Cuando el frío de la guerra te llega a los huesos, la comunidad, la tradición, el sentimiento de pertenencia o la solidaridad pueden confortar el alma como lo hace la fe
Segunda parada, plaza Catalunya. El busto de Francesc Macià estaba acompañado de una bandera ucraniana. Bajo unas pancartas de la cara de Putin con bigotillo sospechoso estaba Ostap Petrushchak, uno de los ucranianos que desde el 26 de febrero hace huelga de hambre. Charlamos un poco. Esta segunda conversación me sirvió para encontrar paralelismos con todo lo que me habían explicado las chicas de la parroquia. La madre de Ostap se había tenido que ir a Ucrania a cuidar a su abuela, que acababa de sufrir un ictus. Él ha dejado de comer para solidarizarse con su gente. No cree en Dios, explica, pero no deja de ir a misa porque valora la tradición y es allí donde se siente acompañado por su comunidad. Que sin creer en los fundamentos que explican la existencia de las iglesias Ostap se sintiera acogido en un entorno religioso me pareció insólito, pero comprensible. Cuando el frío de la guerra te llega a los huesos, la comunidad, la tradición, el sentimiento de pertenencia o la solidaridad pueden confortar el alma como lo hace la fe. Aguantándome la llorera premenstrual, les deseé suerte a todos y me fui.
Tercera parada, consulado ucraniano en Barcelona, casi al final de la calle Numància. No entré porque quería ver a la gente, y la gente estaba fuera haciendo cola, fumando y hablando.
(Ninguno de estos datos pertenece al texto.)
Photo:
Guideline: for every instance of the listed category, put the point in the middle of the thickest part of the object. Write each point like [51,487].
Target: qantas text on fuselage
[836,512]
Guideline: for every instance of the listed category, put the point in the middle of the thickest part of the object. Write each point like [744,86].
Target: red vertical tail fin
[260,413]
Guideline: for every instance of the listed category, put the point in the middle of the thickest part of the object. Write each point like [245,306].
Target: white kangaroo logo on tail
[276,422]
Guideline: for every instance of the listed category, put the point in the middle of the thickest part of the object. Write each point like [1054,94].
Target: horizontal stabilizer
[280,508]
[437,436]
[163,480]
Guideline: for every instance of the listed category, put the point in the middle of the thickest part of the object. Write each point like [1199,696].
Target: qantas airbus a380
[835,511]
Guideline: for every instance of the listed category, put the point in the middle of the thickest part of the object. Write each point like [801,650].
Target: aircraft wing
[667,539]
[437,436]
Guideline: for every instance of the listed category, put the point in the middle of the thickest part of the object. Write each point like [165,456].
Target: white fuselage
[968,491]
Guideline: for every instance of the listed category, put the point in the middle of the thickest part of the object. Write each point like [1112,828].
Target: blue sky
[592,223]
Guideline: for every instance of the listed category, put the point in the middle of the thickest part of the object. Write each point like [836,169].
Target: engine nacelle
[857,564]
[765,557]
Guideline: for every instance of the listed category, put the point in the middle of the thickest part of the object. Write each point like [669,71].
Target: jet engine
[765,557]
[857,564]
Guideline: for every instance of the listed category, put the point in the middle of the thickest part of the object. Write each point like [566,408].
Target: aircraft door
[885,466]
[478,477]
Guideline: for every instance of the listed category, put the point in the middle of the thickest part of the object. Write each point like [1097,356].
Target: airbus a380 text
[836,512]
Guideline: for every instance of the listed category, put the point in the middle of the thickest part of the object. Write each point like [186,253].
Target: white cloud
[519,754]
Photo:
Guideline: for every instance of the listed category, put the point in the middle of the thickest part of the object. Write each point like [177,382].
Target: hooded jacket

El ambiente estaba tenso como una mala cosa y me costó encontrar a alguien dispuesto a abrirse un poco. Muy pronto se me acercó Lilly, una señora ucraniana de Blanes que quería saber si yo era una espía rusa. Me reí, pero ella me lo preguntaba de verdad. Profesora de ruso en una academia, me dijo que ya no le apetecía hablar ruso y que estaba muy agradecida al señor Xavier, el farmacéutico de Blanes que les había regalado una caja de medicamentos para enviarla a su país. La desconfianza inicial abrió paso a una conversación de amigas. Entendí mi papel. Lilly quería que la escuchara y asegurarse de que entendía qué pasa, porque sabía que el peor enemigo del sufrimiento es el olvido y la irrelevancia. Es por eso que a veces nos volvemos monotemáticos cuando conocemos a alguien extranjero que muestra un cierto interés por alguna situación que creemos injusta en nuestro país. Mientras sentimos que nuestro sufrimiento importa, conservamos la esperanza de poder revertir la situación que lo perpetúa. Ella también tenía a su madre en Ucrania. Con los ojos anegados, me cogió del brazo y se despidió de mí. Todo lo que está pasando duele mucho.
De las guerras sale lo mejor y lo peor de nuestra especie. Lo que yo vi el lunes en Barcelona es la personalización del lado bueno de una situación que, sin esta gente, de buena no tendría nada. Sin el ímpetu de los jóvenes que organizan medicamentos, sin la firmeza de Ostap y sin la esperanza de Lilly, y de tantos como ellos, no habría nadie que defendiera la parcela de vida en medio de la muerte. Sin bondad no hay humanidad. El lunes salí a conocer a nuestros ucranianos y volví a casa con un examen de conciencia debajo del brazo.